By Liu Zhihua | China Daily | Updated: 2013-07-10 09:37

Don't stretch yourself

More Chinese are taking up yoga and a flood of studios teaching the discipline are opening across the country. But as Liu Zhihua finds out, inexperienced students may be risking strain and injury.

Yoga is now a mainstream exercise regime worldwide, a far cry from the 1960s and '70s when you had to go to a retreat in India to practice.

In the new millennium, it is gaining popularity at rocket speed in China. Although there are no authorized statistics on the number of yoga shala in the country, a simple search online for such a studio will pop out hundreds of results in any big city.

Don't stretch yourself

The country's urbanites have embraced yoga for exercise, relaxation and its health benefits. They believe the low-impact exercise can help them shape up and slim down, and view yoga as an alternative treatment for some physical and psychological conditions, such as joint and muscle-related pain, stress and depression.

But experts warn that yoga, like any other exercise, can inflict injuries that cause muscle strain, tear ligaments, or bring about even more serious injuries.

"With yoga's explosive popularity in China, there are many yoga instructors who lack the training necessary to recognize if students are headed toward injuries," says Zhou Qinlu, a fitness expert with Beijing Municipal Institute of Sports Science.

That's bad news for yoga students, as Zhang Huijie, a young woman in Shanghai, knows from personal experience.

She started practicing yoga at a famous studio in late 2012, taking part in normal yoga, and then in "hot yoga", a form of yoga that takes place in a room heated to 40 to 42 C.

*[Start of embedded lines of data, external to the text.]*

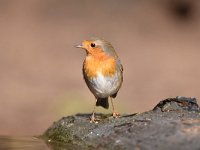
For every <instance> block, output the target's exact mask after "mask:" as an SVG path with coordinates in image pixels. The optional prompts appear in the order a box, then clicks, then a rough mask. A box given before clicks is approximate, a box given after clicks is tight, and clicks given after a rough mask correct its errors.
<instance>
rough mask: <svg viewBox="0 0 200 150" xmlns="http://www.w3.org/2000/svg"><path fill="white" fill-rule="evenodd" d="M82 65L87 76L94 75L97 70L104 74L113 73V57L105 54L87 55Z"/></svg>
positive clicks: (114, 62)
mask: <svg viewBox="0 0 200 150" xmlns="http://www.w3.org/2000/svg"><path fill="white" fill-rule="evenodd" d="M83 67H84V72H85V74H86V76H87V77H88V78H93V77H96V75H97V73H98V72H99V73H101V74H102V75H105V76H112V75H113V74H114V73H115V59H114V58H111V57H107V56H101V57H95V56H87V57H86V59H85V61H84V65H83Z"/></svg>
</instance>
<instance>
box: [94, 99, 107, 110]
mask: <svg viewBox="0 0 200 150" xmlns="http://www.w3.org/2000/svg"><path fill="white" fill-rule="evenodd" d="M96 106H101V107H103V108H106V109H108V108H109V103H108V97H106V98H98V99H97V102H96Z"/></svg>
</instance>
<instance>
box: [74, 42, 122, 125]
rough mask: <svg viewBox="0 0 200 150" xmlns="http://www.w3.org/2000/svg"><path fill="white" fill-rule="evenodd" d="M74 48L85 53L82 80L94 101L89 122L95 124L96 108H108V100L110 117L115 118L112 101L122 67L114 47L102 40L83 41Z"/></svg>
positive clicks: (83, 61) (117, 114)
mask: <svg viewBox="0 0 200 150" xmlns="http://www.w3.org/2000/svg"><path fill="white" fill-rule="evenodd" d="M76 47H77V48H82V49H84V50H85V51H86V57H85V59H84V61H83V67H82V72H83V78H84V80H85V82H86V84H87V86H88V88H89V90H90V91H91V92H92V94H93V95H94V97H95V100H96V101H95V105H94V109H93V111H92V115H91V117H90V122H97V119H96V118H95V108H96V106H102V107H103V108H105V109H108V108H109V102H108V100H109V99H110V101H111V104H112V110H113V112H112V116H113V117H114V118H117V117H118V116H119V113H117V112H116V110H115V107H114V104H113V99H114V98H116V96H117V93H118V91H119V89H120V88H121V85H122V82H123V66H122V64H121V61H120V59H119V57H118V55H117V53H116V51H115V49H114V47H113V46H112V45H111V43H110V42H108V41H106V40H104V39H102V38H92V39H90V40H83V41H82V43H81V44H80V45H77V46H76Z"/></svg>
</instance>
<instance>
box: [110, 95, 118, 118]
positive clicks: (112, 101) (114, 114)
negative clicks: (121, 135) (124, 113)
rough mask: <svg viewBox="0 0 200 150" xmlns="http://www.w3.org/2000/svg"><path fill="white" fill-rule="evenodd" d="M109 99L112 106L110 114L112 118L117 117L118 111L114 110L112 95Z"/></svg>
mask: <svg viewBox="0 0 200 150" xmlns="http://www.w3.org/2000/svg"><path fill="white" fill-rule="evenodd" d="M110 101H111V104H112V108H113V114H112V116H113V117H114V118H117V117H119V113H117V112H116V111H115V107H114V103H113V99H112V97H110Z"/></svg>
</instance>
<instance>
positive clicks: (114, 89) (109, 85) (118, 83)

Each session lasts 90 minutes, although Zhang usually manages to last about 60 minutes before feeling uncomfortable.

During a hot yoga class earlier this year, a new instructor insisted that she continued and stopped her from leaving. Zhang stayed.

Soon afterwards she started having difficulty breathing. She sat down on the floor, but her limbs became numb, she became breathless and she could not speak, or move.

"It was as if my body had frozen. I could hear the sounds around me, and I was conscious, but I couldn't move. Not even a finger," she recalls.

No one noticed her situation, and when they finally did, they rushed her out of the scorching hot room, called an ambulance, cooled her down with ice and fed her sugar water.

Half an hour later, she was able to get up and walk slowly, but she had struggled so hard to breathe that her chest ached the next day.

"I was scared. I felt so close to death for the first time in my life," Zhang says.

Zhang's symptoms were probably caused by dehydration and hypoxia, according to a Beijing yoga instructor Cheng Gong.

"Hot yoga is very demanding to a practitioner," Cheng explains. It is like doing strenuous activity in a hot and humid environment, and has certain health risks associated with the extreme heat, such as heat stroke, especially when the practitioner is not in a good health condition.